This past weekend was supposed to be Little Guy’s family birthday party. I purchased tickets for The Arrogant Works First Farewell Tour concert in July. It was an awesome concert, and we thoroughly enjoyed ourselves.

But what would have made it even better is if Little Guy could have joined us. Instead, he was struck with the plague and while he made the trip to my parents’ and back, the only thing he saw was the couch, the bed, and phone photos when we got home.

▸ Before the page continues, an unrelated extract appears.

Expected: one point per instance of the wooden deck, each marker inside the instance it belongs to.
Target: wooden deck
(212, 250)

Whatever he had…we don’t want it!

I have never been a big believer in herbal remedies, teas or other concoctions to ward off evil viruses. Maybe they work for some people, or maybe they work because of the placebo effect. Either way, some people swear by them, and that’s great…for them! Having said that, I’m not adverse to trying because, let’s be honest, no one wants to be stricken with the plague. So while I imbibed a twisted iced tea at the concert, this weekend, I also sipped some Sunny C tea from David’s.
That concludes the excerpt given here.